While the bubble was inflating, self-serving explanations were offered for why traditional formulas of home valuation no longer applied. As it turns out, the laws are still in effect. These traditional measures, like the relationship between home prices, rents and income, indicate that prices need to fall at least 30 percent more nationally. The sooner this balance is achieved, the sooner lenders will again commit capital.
Everyone seems to agree that a return to traditional lending standards is a good idea, but no one seems willing to accept a return to rational prices as a consequence.
Borrowers with loans that are greater than the values of their homes will have few incentives to keep paying their mortgages or to maintain their properties.
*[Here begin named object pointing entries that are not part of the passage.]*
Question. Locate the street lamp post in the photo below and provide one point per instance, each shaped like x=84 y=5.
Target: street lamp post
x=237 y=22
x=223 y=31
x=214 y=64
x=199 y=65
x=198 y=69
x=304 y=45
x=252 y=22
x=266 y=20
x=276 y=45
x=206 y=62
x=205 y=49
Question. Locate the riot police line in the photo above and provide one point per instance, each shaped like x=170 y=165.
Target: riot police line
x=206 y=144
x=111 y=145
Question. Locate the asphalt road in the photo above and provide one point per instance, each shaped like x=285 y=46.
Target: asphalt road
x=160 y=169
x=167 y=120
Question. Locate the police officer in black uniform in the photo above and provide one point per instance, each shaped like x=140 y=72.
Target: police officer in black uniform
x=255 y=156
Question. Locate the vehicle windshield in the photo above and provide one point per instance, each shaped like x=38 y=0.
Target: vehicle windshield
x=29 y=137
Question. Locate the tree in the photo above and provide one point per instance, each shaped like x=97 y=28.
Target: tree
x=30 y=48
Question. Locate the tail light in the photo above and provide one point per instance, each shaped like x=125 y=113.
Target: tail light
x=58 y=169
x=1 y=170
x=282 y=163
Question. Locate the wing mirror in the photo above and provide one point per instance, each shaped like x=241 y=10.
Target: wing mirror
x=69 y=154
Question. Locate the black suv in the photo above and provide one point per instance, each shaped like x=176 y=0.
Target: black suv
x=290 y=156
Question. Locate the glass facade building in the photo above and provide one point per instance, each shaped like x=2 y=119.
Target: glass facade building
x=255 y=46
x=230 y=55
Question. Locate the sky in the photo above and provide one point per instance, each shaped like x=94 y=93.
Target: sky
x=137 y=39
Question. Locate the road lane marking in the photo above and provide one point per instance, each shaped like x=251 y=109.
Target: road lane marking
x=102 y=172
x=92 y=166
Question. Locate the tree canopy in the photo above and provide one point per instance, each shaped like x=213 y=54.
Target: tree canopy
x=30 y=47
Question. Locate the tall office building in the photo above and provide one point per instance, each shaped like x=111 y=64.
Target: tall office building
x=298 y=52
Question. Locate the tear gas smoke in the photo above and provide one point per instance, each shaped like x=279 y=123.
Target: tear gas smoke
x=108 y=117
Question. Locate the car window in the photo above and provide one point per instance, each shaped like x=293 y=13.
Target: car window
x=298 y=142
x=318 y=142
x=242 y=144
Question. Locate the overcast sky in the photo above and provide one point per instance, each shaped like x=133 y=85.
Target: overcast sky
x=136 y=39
Why spend more on a home in which they have no equity and which they may lose to foreclosure anyway?
Irrational lending standards drove home prices up by sucking renters into homeownership. Having put nothing down or having extracted equity in previous refinances, most subprime borrowers will lose nothing financially from foreclosure. In some cases the low teaser rates allowed them to pay less than what they might otherwise have paid in rent. The real losses are borne by the lenders.
If home prices were still rising, defaults would be low, investment returns would be high, borrowers would still be cashing out equity, and lenders would be showering credit on home buyers.
Falling prices reverse this dynamic. A recent study by the Federal Reserve Bank of Boston found that most foreclosures result from falling home prices, not from the resetting of mortgage rates.
Higher down payments, mortgage rates and required credit scores — along with lower loan-to-income ratios and perhaps the death of adjustable-rate loans altogether — will further push down home prices.